Desrosières draws similar lessons from the postponed success story of sampling techniques in statistics. Laplace had already in the late 18th century suggested sampling methods to estimate the French population, but government statistical offices had been wary: how do we know, they argued, that the conditions which prevail for the sample can be safely generalised? What if the phenomenon under study – rates of birth, marriage, suicide – is not homogeneously distributed throughout the population? Once again, experts were reluctant to abandon detailed, local knowledge for the smooth amalgamations presupposed by statistical techniques. The most professional statisticians of the 19th century prided themselves on conducting censuses by complete enumeration. Desrosières links the slow rise of sampling methods in the first decades of the 20th century not only to mathematical advances but also to the replacement of local polities and markets with national ones. Methods of representative sampling, purposive selection and stratification gained respectability among government statisticians because key phenomena such as poverty were no longer conceived of as having local causes and cures: the part – carefully selected, to be sure – could now plausibly stand for the whole. As prominent statisticians themselves recognised, their results could only be obtained from and used for a population that trusted the reliability and veracity of statistical methods. Sampling, with its associations of partiality in every sense of the word, was perhaps the most difficult technique to sell to a public persuaded of its own diversity.

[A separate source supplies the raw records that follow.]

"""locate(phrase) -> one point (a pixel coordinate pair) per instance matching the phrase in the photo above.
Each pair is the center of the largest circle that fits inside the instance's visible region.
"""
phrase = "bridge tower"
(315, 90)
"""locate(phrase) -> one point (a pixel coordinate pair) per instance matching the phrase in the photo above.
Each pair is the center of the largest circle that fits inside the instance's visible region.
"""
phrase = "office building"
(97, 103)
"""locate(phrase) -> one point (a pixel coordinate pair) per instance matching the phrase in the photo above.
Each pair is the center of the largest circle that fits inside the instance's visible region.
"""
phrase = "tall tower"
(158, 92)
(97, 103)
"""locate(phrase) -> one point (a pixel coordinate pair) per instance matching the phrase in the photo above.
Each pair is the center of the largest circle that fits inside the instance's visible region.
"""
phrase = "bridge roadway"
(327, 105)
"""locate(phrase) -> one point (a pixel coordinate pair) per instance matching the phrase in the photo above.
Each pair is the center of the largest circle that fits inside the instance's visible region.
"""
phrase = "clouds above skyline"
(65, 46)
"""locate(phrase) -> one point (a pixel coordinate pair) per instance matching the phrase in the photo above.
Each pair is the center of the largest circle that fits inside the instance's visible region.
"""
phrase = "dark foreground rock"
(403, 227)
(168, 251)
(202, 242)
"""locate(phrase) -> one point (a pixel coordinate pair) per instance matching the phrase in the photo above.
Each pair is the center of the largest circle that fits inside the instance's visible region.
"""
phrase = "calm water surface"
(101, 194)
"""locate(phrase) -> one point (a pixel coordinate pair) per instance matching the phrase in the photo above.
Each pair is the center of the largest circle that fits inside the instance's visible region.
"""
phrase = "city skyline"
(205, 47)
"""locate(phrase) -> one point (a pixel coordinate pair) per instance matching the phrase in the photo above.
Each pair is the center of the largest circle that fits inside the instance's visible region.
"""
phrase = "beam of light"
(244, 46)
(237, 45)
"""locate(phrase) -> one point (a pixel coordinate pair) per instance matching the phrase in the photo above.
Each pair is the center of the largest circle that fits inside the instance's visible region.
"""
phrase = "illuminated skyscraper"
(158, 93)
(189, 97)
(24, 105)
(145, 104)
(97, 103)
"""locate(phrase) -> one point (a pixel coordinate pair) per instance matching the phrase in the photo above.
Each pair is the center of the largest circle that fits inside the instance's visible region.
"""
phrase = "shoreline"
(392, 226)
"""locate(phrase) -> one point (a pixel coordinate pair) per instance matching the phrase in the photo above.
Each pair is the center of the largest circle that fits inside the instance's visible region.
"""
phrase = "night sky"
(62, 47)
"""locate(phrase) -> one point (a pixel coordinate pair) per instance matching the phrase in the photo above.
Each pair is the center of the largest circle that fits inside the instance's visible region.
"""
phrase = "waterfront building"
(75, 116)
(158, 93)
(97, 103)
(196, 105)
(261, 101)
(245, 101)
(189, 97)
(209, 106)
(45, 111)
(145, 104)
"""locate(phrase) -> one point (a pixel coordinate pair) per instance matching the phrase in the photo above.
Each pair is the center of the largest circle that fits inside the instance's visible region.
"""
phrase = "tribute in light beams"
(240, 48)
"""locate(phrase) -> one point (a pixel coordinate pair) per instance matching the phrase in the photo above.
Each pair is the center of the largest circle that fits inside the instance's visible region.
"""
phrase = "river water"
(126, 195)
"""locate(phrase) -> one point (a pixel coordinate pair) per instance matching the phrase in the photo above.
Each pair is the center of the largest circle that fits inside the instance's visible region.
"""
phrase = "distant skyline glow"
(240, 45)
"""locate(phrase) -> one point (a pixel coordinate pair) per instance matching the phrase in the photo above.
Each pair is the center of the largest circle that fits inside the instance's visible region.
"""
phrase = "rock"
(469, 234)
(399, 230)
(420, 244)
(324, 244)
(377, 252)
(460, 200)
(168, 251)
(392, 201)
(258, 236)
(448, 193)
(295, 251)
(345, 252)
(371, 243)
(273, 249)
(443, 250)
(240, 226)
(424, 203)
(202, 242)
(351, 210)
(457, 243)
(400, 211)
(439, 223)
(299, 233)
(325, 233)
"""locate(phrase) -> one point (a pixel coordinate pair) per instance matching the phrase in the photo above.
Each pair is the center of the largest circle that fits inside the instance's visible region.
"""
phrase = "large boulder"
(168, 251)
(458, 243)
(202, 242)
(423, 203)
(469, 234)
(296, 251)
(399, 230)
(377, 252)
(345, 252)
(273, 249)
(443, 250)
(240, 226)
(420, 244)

This book is not always easy going. The chronology zigzags, national comparisons are uneven and the explanation of technical points condensed or non-existent, which is especially regrettable, given that Desrosières is so well qualified by training and turn of mind to make these things intuitively intelligible and that techniques are in many ways the protagonists of his story. But it’s well worth persevering through the occasional repetitions and obscurities, for the sake of the panoramic view he provides of one of the most profound, influential and largely invisible transformations of modern thought and the modern state. Statistics can make and break arguments, regimes, even realities as sturdy as wealth and poverty. No amount of muttering about how data can be massaged and inferences distorted has subverted the power of statistics in the modern polity. As an insider, Desrosières is all too aware of the fragility of statistical categories and the contingencies of statistical techniques. There is nothing inevitable about either, as his book shows in considerable detail. But he is not an apostate. Statistics works in and on the world, simultaneously describing and remaking. It straddles the chasm between the invented and the discovered, the real and the constructed – oppositions that have structured an increasingly sterile debate about the nature of science among historians, philosophers, sociologists and scientists. The great merit of Desrosières’s study is that it points the way beyond this impasse by showing how statistical entities are simultaneously real and constructed, invented and discovered.

Desrosières himself likes to appeal to the precedent of the 14th-century schoolmen who claimed that universals abstracted by the mind were at least as real as the particulars of experience. But this analogy does not do full justice to the ontological vigour of statistical entities, which live up to Marx’s programme for philosophy: they do not just describe the world, they change it. The most creative metaphysicians these days may not be philosophers, poets or physicists but government statisticians.